Saat dimintai konfirmasi oleh wartawan, Syamsul Bahri dengan tegas membantah tudingan status DPO dari Polres Lutra, sebagaimana isi pemberitaan yang dilansir dari sejumlah portal media online.

Pria yang akrab disapa Ancu ini juga membantah rumor penangkapan oleh personil Polres Lutra.

“Saya tidak ditangkap dan hanya diundang untuk dimintai klarifikasi oleh penyidik Polres Lutra dan hal tersebut cukup jelas tertuang dalam surat tugas yang dibawa oleh personil Polres Lutra.” Ujarnya.

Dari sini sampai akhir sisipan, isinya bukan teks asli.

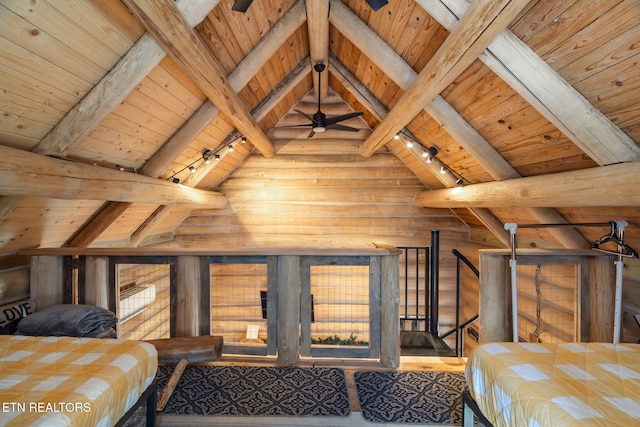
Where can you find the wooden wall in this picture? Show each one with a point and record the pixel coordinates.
(318, 201)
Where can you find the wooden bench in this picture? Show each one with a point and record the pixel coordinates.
(207, 348)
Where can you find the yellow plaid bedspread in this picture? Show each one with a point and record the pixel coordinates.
(64, 381)
(573, 384)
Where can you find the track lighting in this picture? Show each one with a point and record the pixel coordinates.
(207, 154)
(430, 155)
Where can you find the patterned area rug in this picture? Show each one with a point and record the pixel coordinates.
(257, 391)
(411, 397)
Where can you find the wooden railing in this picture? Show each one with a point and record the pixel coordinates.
(288, 288)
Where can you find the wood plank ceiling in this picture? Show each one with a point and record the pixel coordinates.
(105, 102)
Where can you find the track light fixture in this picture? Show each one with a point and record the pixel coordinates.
(430, 155)
(207, 155)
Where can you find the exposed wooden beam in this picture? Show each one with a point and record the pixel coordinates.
(369, 101)
(165, 22)
(108, 213)
(441, 111)
(482, 22)
(267, 46)
(545, 90)
(613, 185)
(288, 83)
(318, 25)
(112, 89)
(239, 78)
(62, 179)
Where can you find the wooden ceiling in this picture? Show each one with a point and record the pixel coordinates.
(105, 101)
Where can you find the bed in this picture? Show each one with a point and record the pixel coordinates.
(572, 384)
(68, 381)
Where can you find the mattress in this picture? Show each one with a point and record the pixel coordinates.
(573, 384)
(65, 381)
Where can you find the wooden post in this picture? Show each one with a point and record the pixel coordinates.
(602, 286)
(390, 311)
(375, 307)
(288, 309)
(46, 281)
(495, 298)
(97, 281)
(171, 385)
(188, 296)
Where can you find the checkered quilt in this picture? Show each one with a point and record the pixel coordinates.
(64, 381)
(572, 384)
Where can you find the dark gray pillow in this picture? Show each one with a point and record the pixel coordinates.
(74, 320)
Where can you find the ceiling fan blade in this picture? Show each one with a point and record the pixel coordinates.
(377, 4)
(305, 115)
(336, 126)
(294, 126)
(336, 119)
(241, 5)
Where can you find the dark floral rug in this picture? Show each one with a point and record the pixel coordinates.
(411, 397)
(257, 391)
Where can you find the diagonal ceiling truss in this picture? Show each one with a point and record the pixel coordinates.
(479, 33)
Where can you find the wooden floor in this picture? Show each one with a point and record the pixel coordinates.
(350, 366)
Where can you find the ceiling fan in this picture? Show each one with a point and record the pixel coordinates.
(319, 121)
(243, 5)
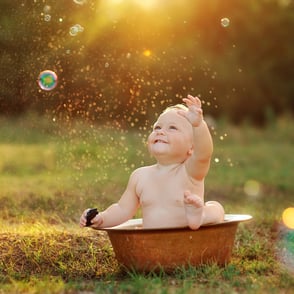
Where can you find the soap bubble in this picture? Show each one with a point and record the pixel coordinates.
(225, 22)
(47, 80)
(80, 2)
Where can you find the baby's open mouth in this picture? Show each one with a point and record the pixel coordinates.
(159, 141)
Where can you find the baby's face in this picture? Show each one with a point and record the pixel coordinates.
(171, 137)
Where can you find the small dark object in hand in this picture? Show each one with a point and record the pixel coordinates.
(90, 215)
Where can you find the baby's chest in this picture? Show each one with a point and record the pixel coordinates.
(163, 191)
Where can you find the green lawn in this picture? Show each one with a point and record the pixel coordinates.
(51, 171)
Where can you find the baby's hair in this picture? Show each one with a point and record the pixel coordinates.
(176, 107)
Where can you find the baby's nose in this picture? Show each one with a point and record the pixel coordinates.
(160, 131)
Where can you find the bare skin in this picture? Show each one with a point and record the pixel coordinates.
(170, 192)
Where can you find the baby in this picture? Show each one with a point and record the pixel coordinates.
(170, 192)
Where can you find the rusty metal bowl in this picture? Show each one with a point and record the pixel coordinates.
(167, 248)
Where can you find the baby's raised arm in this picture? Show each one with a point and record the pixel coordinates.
(119, 212)
(198, 164)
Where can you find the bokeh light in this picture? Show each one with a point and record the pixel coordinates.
(288, 217)
(47, 80)
(225, 22)
(252, 188)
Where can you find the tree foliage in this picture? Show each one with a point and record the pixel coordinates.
(128, 62)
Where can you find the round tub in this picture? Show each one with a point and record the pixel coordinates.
(168, 248)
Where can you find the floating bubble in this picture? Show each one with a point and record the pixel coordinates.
(47, 80)
(225, 22)
(252, 188)
(47, 17)
(288, 217)
(47, 8)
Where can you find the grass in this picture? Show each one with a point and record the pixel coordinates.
(51, 171)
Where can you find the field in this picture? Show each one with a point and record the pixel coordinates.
(51, 171)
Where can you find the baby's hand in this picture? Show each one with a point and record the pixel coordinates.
(194, 115)
(96, 222)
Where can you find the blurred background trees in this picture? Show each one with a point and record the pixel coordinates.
(131, 58)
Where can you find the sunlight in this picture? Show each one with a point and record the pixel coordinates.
(146, 4)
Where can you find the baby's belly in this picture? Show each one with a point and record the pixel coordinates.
(164, 218)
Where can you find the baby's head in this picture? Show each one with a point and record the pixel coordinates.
(172, 136)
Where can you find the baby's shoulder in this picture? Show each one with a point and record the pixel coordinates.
(143, 170)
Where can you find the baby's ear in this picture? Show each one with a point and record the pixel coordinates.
(190, 151)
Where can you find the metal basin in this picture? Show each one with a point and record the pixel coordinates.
(168, 248)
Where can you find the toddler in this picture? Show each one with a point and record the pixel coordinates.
(170, 192)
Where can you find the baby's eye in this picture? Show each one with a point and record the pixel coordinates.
(173, 128)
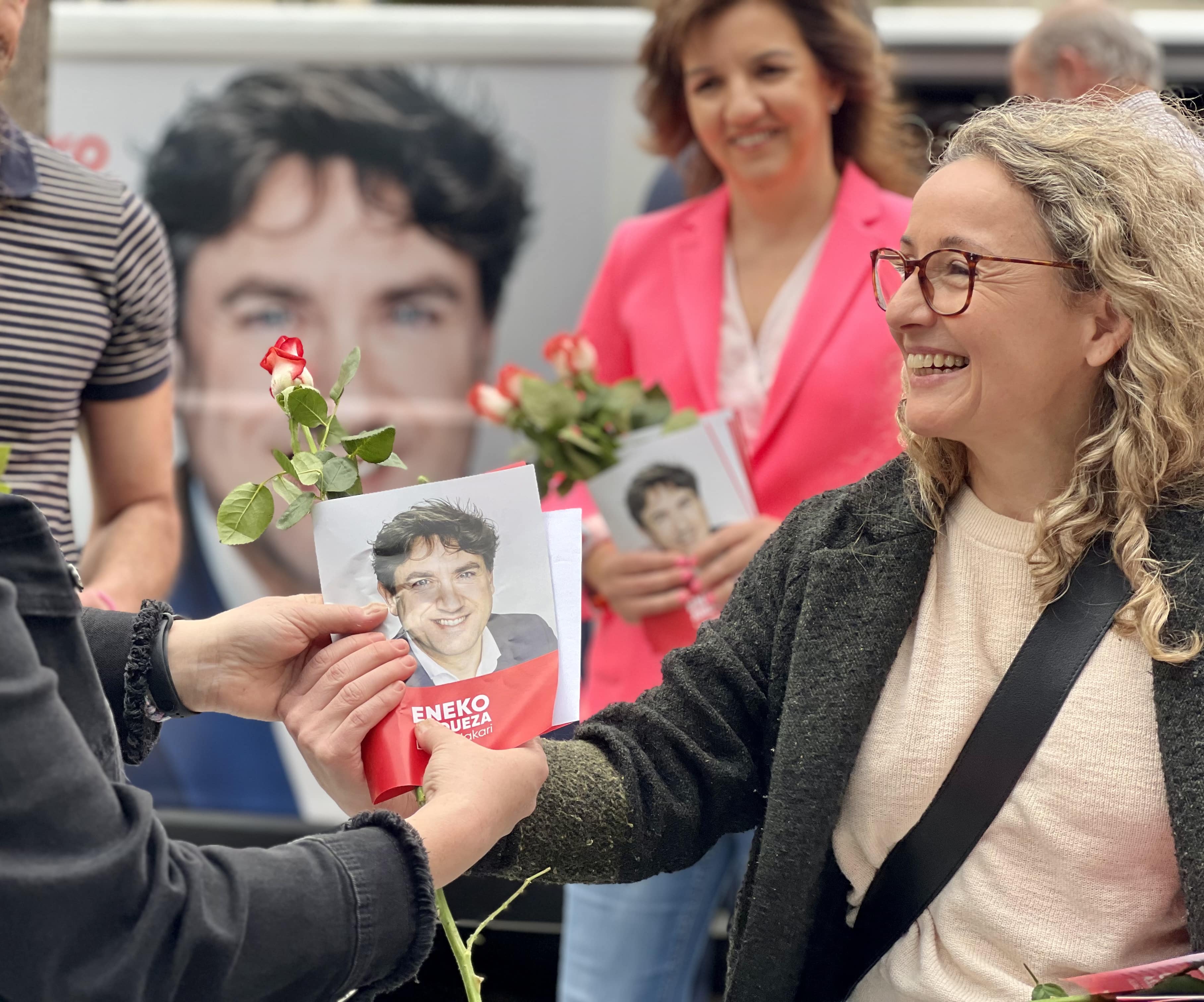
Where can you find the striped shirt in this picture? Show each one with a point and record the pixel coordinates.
(87, 311)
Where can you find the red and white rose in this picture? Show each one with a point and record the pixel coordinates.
(490, 403)
(286, 362)
(571, 355)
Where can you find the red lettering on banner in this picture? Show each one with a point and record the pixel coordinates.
(507, 708)
(89, 151)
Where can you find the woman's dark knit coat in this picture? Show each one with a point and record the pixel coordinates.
(759, 724)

Ancu menegaskan dirinya sama sekali tidak memiliki keterlibatan apa-apa dalam persoalan penerbitan sertifikat tanah di Luwu Utara dan hal tersebut dibuktikan dengan kembalinya yang bersangkutan ke Kabupaten Kepulauan Selayar ini.

Selama berlangsungnya permintaan klarifikasi, Syamsul Bahri tetap diperkenankan kembali dan bermalam di rumah tempat tinggalnya di Luwu Utara. Dirinya mengatakan sama sekali tidak pernah ditahan oleh pihak penyidik. Pernyataan itu diperkuat oleh ungkapan pembenaran dari pihak penyidik Polres Luwu Utara, AIPDA Agus Salim yang secara gamblang mementahkan tudingan status Daftar Pencarian Orang (DPO) terhadap diri Syamsul Bahri.

Usai dikonfirmasi oleh penyidik Polres Luwu Utara, Kepala Seksi Infrastruktur Pertanahan, Muh Saleh M, S.Sos menegaskan, undangan permintaan klarifikasi kepada Kasubsie Telematik Badan Pertanahan Nasional Kepulauan Selayar, murni merupakan persoalan pribadi dan sama sekali tidak memiliki keterkaitan dengan urusan kantor.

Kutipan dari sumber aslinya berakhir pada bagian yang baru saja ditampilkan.